Non-Newtonian fluids are those whose shear stress is not linearly proportional to the strain rate — their apparent viscosity varies with shear rate, time, or flow history. The most common models are: shear-thinning (pseudoplastic) fluids like blood, paint, and polymer solutions, where viscosity decreases with increasing shear rate (modeled by the power-law τ = Kγ̇ⁿ with n < 1); shear-thickening (dilatant) fluids like cornstarch suspensions, where viscosity increases with shear rate (n > 1); and Bingham plastics like toothpaste and drilling mud, which behave as solids below a yield stress τ_y and flow as viscous fluids above it (τ = τ_y + μ_p·γ̇). Viscoelastic fluids (like polymer melts) exhibit both viscous and elastic behavior — they can store energy and exhibit phenomena like die swell, rod climbing (Weissenberg effect), and elastic recoil. Rheometry — controlled shear and extensional testing — is used to characterize these complex behaviors.
Derive the velocity profile for a power-law fluid in a pipe (it changes from parabolic to blunted for n < 1 and pointed for n > 1) and compare it to the Newtonian parabolic profile. Sketch the shear stress vs. strain rate curves for Newtonian, shear-thinning, shear-thickening, and Bingham plastic fluids on the same axes. Study real examples: why does ketchup flow easily when shaken (thixotropy), why does paint stay on a wall after brushing (shear-thinning with recovery), and why does a polymer solution climb a rotating rod (normal stress differences).
Your prerequisite on viscosity established the Newtonian model: shear stress τ is proportional to strain rate γ̇, with the constant of proportionality being the dynamic viscosity μ. Water, air, and most simple solvents obey this linear relationship — double the strain rate, double the stress. But this is a special case, not a universal rule. Non-Newtonian fluids are materials where the relationship between stress and strain rate is nonlinear, time-dependent, or both. Once you look, they are everywhere: blood, concrete, toothpaste, ketchup, polymer melts, paint, and drilling mud all behave in ways the Newtonian model cannot capture.
The simplest departure is the power-law (Ostwald-de Waele) model: τ = Kγ̇ⁿ, where K is a consistency index and n is the flow behavior index. When n = 1, you recover the Newtonian case. When n < 1, the apparent viscosity η_app = Kγ̇^(n-1) decreases as the fluid is sheared harder — this is shear-thinning (or pseudoplastic) behavior. Paint is a classic example: it flows easily under the high shear of a brush stroke, then quickly becomes more viscous and stays on the wall without dripping. Blood vessels exploit shear-thinning to allow red blood cells to flow efficiently through narrow capillaries at high shear while behaving more viscously in large vessels at low shear.
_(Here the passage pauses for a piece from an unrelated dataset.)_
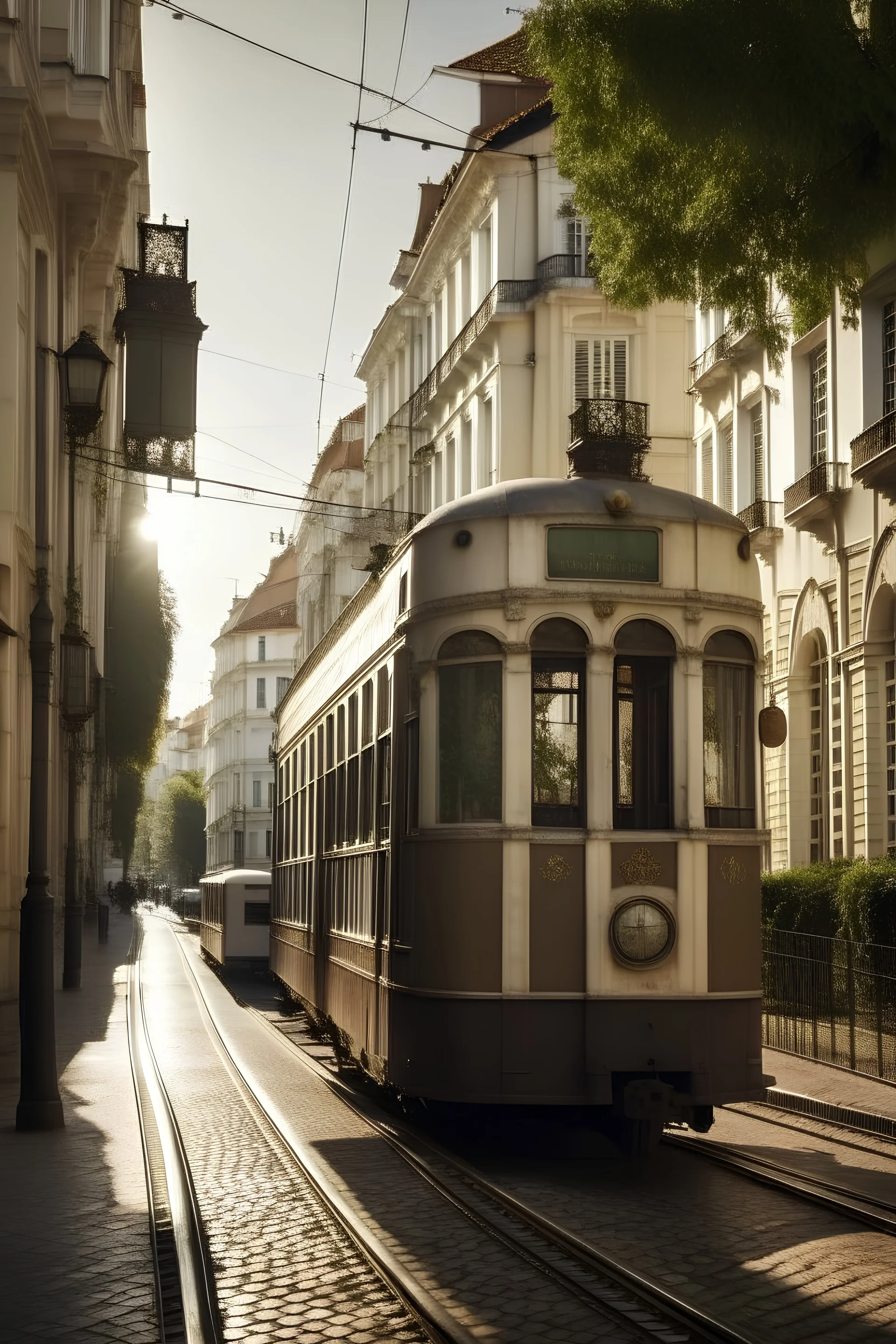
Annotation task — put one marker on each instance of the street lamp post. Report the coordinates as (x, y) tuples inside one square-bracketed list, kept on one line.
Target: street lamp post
[(84, 370)]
When n > 1, viscosity increases with shear rate — this is shear-thickening (or dilatant) behavior. A dense cornstarch suspension is the prototype: at low agitation it flows freely, but a sudden impact solidifies it momentarily. This is why running on a cornstarch pool works until you slow down.
A physically distinct class is the Bingham plastic: fluids that do not flow at all below a threshold yield stress τ_y, then flow as viscous fluids above it. The constitutive relation is τ = τ_y + μ_p·γ̇ for τ > τ_y, and γ̇ = 0 otherwise. Toothpaste sits on your brush rather than flowing off — it has yielded in the tube (where pressure exceeds τ_y) but sits immobile once extruded. Concrete, mayonnaise, and drilling muds are all practical Bingham plastics. Engineering pipe flow calculations for these materials require finding the plug flow region at the center of the pipe (where stresses are below τ_y) surrounded by yielded flowing material near the walls.
Viscoelastic fluids add another layer of complexity: they have both viscous dissipation and elastic energy storage. Polymer melts and solutions fall into this category. When you shear them, they both flow and deform elastically — and when the stress is removed, they partially recover. This produces striking phenomena like the Weissenberg effect (a polymer solution climbs a rotating rod rather than being flung outward) and die swell (extruded polymer expands upon leaving a nozzle because stored elastic energy relaxes). The Deborah number De = relaxation time / flow time scale characterizes whether elastic or viscous behavior dominates. At De ≪ 1, the fluid appears viscous; at De ≫ 1, it behaves elastically. Understanding these behaviors is essential for polymer processing, food engineering, and biological fluid mechanics — domains where assuming Newtonian behavior would give wildly incorrect predictions.